Поднялись рано. Взяли взрывчатку, лопаты и двинулись в район станции Мышбор. Шли в приподнятом настроении, радуясь удивительно голубому небу, веселому солнцу, похрустывавшему под ногами снегу.
В нескольких километрах от станции остановились у намеченного заранее места для взрыва — рядом со стрелкой. Стали по очереди дружно копать яму между рельсами. Даже перестарались: когда высыпали взрывчатку, то Ефим Ильич увидел, что яма получилась слишком глубокой и широкой. Пришлось руками осторожно сузить ее — чтобы аммонал распределить равномерно, а рукоятка заложенной сверху противотанковой гранаты доставала до рельсы. Неподалеку нашелся длинный провод. Один его конец Осипенко скрепил с предохранительной чекой, а с другим — залег в снегу за кустами. Расчет был прост: в нужный момент выдергивается чека, граната взрывается от удара вагонного колеса, а вслед за нею и аммонал.

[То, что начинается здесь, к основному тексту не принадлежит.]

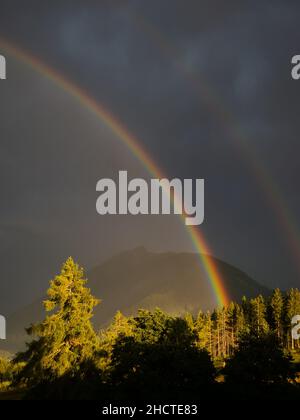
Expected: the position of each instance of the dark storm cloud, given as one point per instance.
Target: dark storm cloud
(152, 64)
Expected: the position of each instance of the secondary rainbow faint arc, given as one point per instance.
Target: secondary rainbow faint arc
(135, 147)
(213, 102)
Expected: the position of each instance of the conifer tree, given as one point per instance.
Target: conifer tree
(66, 338)
(276, 312)
(258, 322)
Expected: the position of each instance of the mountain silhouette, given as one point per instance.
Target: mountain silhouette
(134, 279)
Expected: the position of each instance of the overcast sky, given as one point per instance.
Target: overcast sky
(206, 88)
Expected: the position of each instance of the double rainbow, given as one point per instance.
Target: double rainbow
(197, 238)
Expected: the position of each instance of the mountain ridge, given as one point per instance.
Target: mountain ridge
(173, 281)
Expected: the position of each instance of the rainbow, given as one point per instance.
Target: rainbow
(132, 143)
(214, 103)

Потекли напряженные минуты ожидания. Вот наконец-то показался поезд. Порожняк. Ну что ж, можно и его… Пора! Осипенко дернул за провод и даже зажмурился в ожидании взрыва. Но что это? Состав не спеша прошел мимо — и ничего! Ефим Ильич первым подскочил к полотну. Чека валялась рядом, но граната отошла от рельсы, потому колесо и не задело ее. Значит, надо попробовать другим способом.
— Назад! Всем назад! — приказал он.
И, отбежав сам, сорвал с пояса гранату, метнул ее. Но она, ударившись о шпалу, взорвалась в стороне от самодельной мины. Бросил еще одну — результат тот же. Больше гранат не было.

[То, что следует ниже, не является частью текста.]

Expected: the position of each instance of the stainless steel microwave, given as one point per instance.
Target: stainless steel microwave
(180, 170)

Митькин приложил ухо к рельсу.
— Все пропало! Скоро будут здесь!
— Что значит пропало! Отойдите все и подальше! — крикнул Осипенко.
Никто не двинулся с места.
— Я же вам сказал, отойдите!
И добавил такое, что партизаны впервые услышали из уст своего спокойного начальника штаба. Только тут они поняли: он задумал что-то — и нехотя подчинились. А Ефим Ильич быстро огляделся вокруг.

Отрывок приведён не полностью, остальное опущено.